There has been a big drop in FD rates in the last 6 years. Due to the COVID-19 pandemic, it has also been double killed. But now experts say that in the coming months, it will see an increase.
In the coming times, the interest rates of fixed deposits may increase.
Due to the COVID-19 pandemic, retail depositors have been hit twice in the last one year. Not only did he have to go through a period of low interest rates, but inflation has also hit his savings. This is the reason that the returns through fixed deposits in 2020 were extremely limited. But, in 2021, this situation may change now. According to experts, now is the time to get better returns on FD. So let’s know why the experts are guessing this.
In 2020, the Reserve Bank of India kept policy rates low throughout the year. The same has been seen in the first three months of 2021. Darsal, RBI wanted that in this era of crisis there should be sufficient liquidity in the banking system so that the pace of economic growth can be increased. Extra liquidity also means that interest rates will remain low. Banks, on the other hand, were cautiously giving credit to all sectors. This also means that the demand for funds by banks has been low. This is the reason that interest rates on deposits were low.
FD interest rates fell sharply in last 6 years
The last six years have been good for the Indian equity market. But between January 2015 and May 2020, the Monetary Committee of RBI has brought down the policy interest rates from 8 per cent to 4 per cent. This has affected the investment of FD investors. In FY 2014-15, FDs of 1 to 3 years were around 8.5-8.75 per cent, which has now come down to 4.9-5.5 per cent.

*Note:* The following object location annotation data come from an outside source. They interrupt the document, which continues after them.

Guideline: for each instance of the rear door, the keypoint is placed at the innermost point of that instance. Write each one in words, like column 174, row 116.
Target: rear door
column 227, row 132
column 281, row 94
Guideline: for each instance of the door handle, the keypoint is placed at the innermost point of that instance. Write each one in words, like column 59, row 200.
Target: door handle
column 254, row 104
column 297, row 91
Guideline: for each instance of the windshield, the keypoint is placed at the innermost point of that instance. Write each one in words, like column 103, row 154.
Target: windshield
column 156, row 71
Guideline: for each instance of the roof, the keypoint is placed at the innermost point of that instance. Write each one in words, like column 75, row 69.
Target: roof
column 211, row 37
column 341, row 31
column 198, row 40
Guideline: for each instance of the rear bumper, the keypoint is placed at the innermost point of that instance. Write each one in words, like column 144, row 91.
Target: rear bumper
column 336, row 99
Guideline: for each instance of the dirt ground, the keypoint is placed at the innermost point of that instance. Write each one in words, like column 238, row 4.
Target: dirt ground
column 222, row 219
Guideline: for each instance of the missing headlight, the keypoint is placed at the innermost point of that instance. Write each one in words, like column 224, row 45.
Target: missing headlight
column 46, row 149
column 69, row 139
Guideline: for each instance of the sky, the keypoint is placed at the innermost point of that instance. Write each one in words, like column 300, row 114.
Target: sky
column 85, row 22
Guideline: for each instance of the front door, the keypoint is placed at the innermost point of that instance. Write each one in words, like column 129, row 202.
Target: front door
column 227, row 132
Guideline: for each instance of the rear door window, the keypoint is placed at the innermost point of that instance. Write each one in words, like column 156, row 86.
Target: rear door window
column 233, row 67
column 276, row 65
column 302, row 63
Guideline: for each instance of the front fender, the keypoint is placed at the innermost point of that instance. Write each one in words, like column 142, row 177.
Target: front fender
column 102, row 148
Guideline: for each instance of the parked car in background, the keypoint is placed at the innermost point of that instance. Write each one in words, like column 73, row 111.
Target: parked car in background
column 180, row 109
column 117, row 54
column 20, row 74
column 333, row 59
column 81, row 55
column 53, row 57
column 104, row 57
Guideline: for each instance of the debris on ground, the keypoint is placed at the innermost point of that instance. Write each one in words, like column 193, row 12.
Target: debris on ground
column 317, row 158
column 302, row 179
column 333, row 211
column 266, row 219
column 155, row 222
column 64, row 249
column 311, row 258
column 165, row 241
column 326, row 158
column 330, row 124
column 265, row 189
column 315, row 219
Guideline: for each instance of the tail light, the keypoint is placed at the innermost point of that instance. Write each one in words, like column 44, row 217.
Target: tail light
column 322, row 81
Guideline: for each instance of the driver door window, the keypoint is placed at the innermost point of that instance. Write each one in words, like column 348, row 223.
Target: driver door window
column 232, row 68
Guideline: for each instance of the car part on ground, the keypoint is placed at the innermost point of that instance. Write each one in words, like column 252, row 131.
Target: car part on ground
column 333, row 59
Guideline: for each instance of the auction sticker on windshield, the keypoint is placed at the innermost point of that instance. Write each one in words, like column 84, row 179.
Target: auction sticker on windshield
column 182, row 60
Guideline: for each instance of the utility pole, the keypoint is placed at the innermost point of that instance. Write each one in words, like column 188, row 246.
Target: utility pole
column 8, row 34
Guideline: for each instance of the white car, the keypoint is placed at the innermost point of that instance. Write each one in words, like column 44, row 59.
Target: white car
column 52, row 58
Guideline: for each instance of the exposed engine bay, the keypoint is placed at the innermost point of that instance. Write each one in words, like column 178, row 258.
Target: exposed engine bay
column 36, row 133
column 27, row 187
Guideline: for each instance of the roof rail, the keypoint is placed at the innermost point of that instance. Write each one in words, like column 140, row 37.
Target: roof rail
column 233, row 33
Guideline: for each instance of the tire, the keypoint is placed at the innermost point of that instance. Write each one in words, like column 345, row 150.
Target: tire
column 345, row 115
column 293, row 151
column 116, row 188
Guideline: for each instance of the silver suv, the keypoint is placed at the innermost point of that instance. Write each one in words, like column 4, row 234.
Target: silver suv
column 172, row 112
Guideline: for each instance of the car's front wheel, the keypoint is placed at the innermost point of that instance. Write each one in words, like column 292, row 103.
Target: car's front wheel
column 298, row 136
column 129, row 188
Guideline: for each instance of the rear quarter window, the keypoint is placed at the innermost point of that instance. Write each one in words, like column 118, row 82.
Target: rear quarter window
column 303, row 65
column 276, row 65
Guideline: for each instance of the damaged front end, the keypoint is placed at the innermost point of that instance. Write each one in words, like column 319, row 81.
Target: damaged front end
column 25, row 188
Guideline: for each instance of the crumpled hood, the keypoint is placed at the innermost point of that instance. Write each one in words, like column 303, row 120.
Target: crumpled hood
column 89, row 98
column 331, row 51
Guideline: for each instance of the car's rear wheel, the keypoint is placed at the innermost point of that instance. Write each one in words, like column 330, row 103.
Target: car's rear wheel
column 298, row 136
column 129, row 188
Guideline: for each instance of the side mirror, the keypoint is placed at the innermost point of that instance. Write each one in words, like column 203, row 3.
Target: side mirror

The improving economic situation will have a positive effect
However, the financial situation is expected to improve in the financial year. Its positive effect will also be seen on FD returns. Interest rates are going to rise now after coming at the low level of the last decade. After April 2020, rising retail inflation has put the RBI on the brakes to cut policy interest rates. Apart from these factories, there have been some such announcements in the budget, due to which interest rates can be seen rising.
Bank’s / NBFC’s Name |
Current fd The rates |
Of senior citizens FD rates for |
Last time Revised |
How changed The rates |
ACBI | 2.90%-5.40% | 3.40%-6.20% | 8 January 2021 | Rose 0.10% on 01-year FD. |
Canara Bank | 2.95%-5.50% | 2.95%-6% | 8 February 2021 | Increased 0.20% over 2 years FD |
Bajaj Finance | 6.15%-7.00% | 6.40%-7.25% | 1 February 2021 | Increased 0.40% on FDs from 36 to 60 months |
ICICI Bank | 2.50%-5.50% | 3.00%-6.30% | 21 October 2020 | Increased 0.80% for seniors |
Source: myloancare.in
A boom in economic growth means that deposits will be required to lend to banks. Therefore, they should offer better interest rate. Recently, SBI has increased the interest rates on 1-year FD. Other banks are expected to do the same.
What should you do as an FD investor?
Many global firms and experts have questioned the RBI’s lenient attitude towards the economy. In the current state of the economy, indicators suggest that deposit rates are going to increase from the second half of FY 2021-22. Till then, experts say that depositors should continue to maintain their money in short-term FDs. At present, the benefit of keeping FDs in the short term will be that as soon as the rates increase, the investors will be able to invest in higher interest periods.